La boda del heredero de la Casa de Alba con su prima, María de Toledo, sin contar con la autorización de Felipe II, le cuesta al gran duque un año de cárcel en Uceda. Sin embargo, una vez más, el Rey tiene que recurrir a al prestigio y a la experiencia militar de Alba -«enormemente popular entre los soldados»-, a quien excarcela, ya con 72 años, para invadir Portugal por tierra, al tiempo que Álvaro de Bazán lo hacía por mar, e incorporarlo a la Corona española tras la muerte del Rey Sebastián en una cruzada en África y la derrota de don Antonio, prior de Crato.

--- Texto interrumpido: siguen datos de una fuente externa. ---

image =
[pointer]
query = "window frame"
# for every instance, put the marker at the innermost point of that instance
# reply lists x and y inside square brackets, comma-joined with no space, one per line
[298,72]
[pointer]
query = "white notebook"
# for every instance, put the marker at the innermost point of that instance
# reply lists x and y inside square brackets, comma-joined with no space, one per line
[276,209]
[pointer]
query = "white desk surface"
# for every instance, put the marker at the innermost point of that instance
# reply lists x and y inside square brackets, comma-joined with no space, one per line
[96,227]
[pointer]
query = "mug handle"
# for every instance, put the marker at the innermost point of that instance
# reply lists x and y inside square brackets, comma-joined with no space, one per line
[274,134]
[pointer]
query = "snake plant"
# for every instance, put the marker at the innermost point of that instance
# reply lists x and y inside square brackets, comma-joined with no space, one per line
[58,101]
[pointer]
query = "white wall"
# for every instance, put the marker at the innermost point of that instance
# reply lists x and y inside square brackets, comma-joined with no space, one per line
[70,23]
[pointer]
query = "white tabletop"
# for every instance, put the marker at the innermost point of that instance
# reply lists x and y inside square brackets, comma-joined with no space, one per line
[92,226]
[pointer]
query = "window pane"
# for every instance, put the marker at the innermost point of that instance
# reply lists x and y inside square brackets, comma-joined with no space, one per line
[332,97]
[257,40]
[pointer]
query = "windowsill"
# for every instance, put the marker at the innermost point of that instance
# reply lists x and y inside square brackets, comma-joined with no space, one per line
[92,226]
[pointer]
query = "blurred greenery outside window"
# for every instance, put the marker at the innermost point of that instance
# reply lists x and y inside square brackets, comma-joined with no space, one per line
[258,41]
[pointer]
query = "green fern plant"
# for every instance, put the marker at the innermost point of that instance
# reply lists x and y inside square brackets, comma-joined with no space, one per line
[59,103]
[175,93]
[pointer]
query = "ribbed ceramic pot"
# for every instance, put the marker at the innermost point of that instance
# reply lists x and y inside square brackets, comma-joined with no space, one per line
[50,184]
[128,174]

En el país vecino, el gran duque tuvo que hacer frente a un enemigo inesperado -una epidemia que afectó a casi toda la población-, además de ocupar Portugal con unas tropas poco disciplinadas y tratando siempre de evitar el rechazo del pueblo. Enfermo, agotado y anciano, el gran duque regresó a Madrid donde llegaron a amamantarlo con leche materna para mantenerlo vivo, pero el 12 de diciembre de 1582 murió con el consuelo de una fe ciega en Dios.